The reason I said to take it back was that the shop is less than a mile away form his house. Also if the shop has dart frogs and supplies them on a regular basis they must have some experience. I seriously doubt that they are herp vets, but you might be surprised they could know more than you think and most likely they know more than a first time dart keeper. Also by thursday the animal could be dead and doing something is better than doing nothing at all.


----------



## dwdragon (Aug 14, 2008)

As I am new to darts the best advice I could give is below, hopefully some experienced dart hobbyists will chime in if any of this is grossly inappropriate:

Contact the reptile shop, which it sounds like you have already done, and ask some specific questions such as:

1. Do they have any suggestions for keeping the frog alive until a diagnosis can be made. Don't ask for a diagnosis, just some ER treatment to get nutrients into the frog and keep it kicking until you can get an answer back from Dr. Frye.

2. Can they tell you where the frog came from? I know some breeders do sell their frogs to local pet stores / reptile stores. If it is a local breeder you can ask the store to contact them incase it is contagious. The breeder may also have some better insight and if close enough to you may be willing to come to your house for a look and advice.

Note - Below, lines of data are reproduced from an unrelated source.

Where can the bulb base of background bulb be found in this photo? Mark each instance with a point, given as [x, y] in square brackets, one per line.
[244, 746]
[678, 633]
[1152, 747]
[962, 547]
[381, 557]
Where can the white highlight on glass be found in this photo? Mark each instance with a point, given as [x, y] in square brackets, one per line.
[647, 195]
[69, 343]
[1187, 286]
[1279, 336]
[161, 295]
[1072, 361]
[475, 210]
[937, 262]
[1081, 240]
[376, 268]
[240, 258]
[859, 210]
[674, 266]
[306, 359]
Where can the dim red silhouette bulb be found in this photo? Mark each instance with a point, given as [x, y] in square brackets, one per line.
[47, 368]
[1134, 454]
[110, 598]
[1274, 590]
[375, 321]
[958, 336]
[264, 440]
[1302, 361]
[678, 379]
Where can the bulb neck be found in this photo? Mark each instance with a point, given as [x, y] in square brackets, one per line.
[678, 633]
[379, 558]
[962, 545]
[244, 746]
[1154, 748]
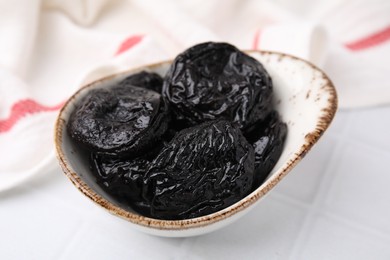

3. Do they have things such as small waxworms. Possibly try fruitfly larva. Do they have a product called stimulap? It contains electrolytes and an appetite stimulant dosage would depend on the size of the frog and I can't tell much from the pictures nor do I profess to have any clue of the effects of stimulap on darts. However, it has been safe to use on every other frog, lizard, salamander, etc. that I have dealt with when confronting loss of appetite and lack of activity.

One other thing you may want to keep an eye on is misting. Keeping the humidity and temperature at a proper level. Which is an obvious thing but in the flurry of having a sick animal the obvious has a way of being forgotten. 

Last but not least! Leave him alone as much as possible! Observe but not with your face to the side of the enclosure. you might want to put some paper or other visual block on 3 sides of the container to minimize his visual area and make him feel more secure. More stress on top of being sick will do no good.

I would also like to echo that this thread shouldn't have finger pointing and blame. No matter who is at fault, what mistake was made, or what was done wrong the #1 concern at this point should be helping that frog. All else can be hashed out later and doing it now just distracts people. It may also make the OP decide to not come back here and read the advice of others because you are attacking him instead of being civil and helpful.


----------



## melissa68 (Feb 16, 2004)

Only importation or farm raised luecs I know of came in a few years ago and are the BG 'Banded'. 

If they are coming in, I would be interested in knowing who is breeding them & bringing them in and what their country of origin, etc... I haven't kept up to date on all the imports, but when new stuff comes in the word gets around.

Regarding being hostile - if that is what you think I am being you are mistaken. I am just tired of people regurgitating or creating misinformation on this board that they pass on as fact. Nothing is absolute here & passing off opinions as facts is not responsible.


----------



## frank6 (Apr 22, 2008)

I got my leuc from black jungle. Unfortunatley the azureus didn't make it. He died this morning. The pedialite didn't help. Should I be cleaning out my main tank now. Do I take the plants out too. He didn't die in the tank with my other frog so would this still effect him. If I get another frog how soon should I get it and I know not everyone likes the mixed tank but can I put a tinctorius in there with my leuc. Or an auratus? Thanks


----------



## frank6 (Apr 22, 2008)

I called my reptile store and now they say that the other frog could have stressed him out but when I bought him they said they would be fine together.


----------



## dwdragon (Aug 14, 2008)

What size tank do you have? If it is any smaller than a 100 gallon I would say stay away from the mixing. 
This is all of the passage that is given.